The series of transformations described involves a combination of reflections, translations, and rotations applied to triangle ABC to produce triangle A''B''C''.

1. Transformation 1: Reflection across the y-axis and then a translation of (-3, -5):

   • This transformation reflects triangle ABC across the y-axis, which changes the orientation of the triangle. Following the reflection, the translation shifts the triangle 3 units to the left and 5 units down. The result is triangle A''B''C'', which is congruent to triangle ABC since reflections and translations preserve distance and shape.

2. Transformation 2: Translation of (2, 0) and then reflection across the x-axis:

   • In this case, triangle ABC is first translated 2 units to the right (which does not affect the orientation), and then it is reflected across the x-axis, which flips the triangle over the x-axis, changing its orientation. This results in triangle A''B''C'', which is congruent to triangle ABC due to the properties of translations and reflections.

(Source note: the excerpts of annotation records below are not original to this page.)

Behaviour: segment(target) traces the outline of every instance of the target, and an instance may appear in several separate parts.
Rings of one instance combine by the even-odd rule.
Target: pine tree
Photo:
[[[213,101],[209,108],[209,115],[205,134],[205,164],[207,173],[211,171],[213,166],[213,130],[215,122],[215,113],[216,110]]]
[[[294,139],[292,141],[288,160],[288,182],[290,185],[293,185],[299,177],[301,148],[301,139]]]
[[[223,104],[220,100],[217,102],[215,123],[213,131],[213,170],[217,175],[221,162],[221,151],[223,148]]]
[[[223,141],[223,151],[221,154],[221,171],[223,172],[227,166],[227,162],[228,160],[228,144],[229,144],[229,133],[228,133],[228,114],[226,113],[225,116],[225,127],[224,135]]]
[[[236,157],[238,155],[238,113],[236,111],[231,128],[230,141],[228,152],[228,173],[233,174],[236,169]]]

3. Transformation 3: Rotation of 90 degrees clockwise and then reflection across the x-axis:

   • Here, triangle ABC is rotated 90 degrees clockwise, which changes its orientation. Subsequently, reflecting it across the x-axis further alters the orientation, resulting in triangle A''B''C''. This final triangle is indeed congruent to triangle ABC despite the changes in orientation as both transformations preserve the triangle's size and shape.

In summary, all mentioned transformations result in a triangle that maintains congruence with the original triangle ABC, though some steps may alter its orientation. However, it's noted that triangle ABC and triangle A''B''C'' do not have the same orientation, emphasizing that congruence relies not only on equality in shape and size but also orientation in certain contexts.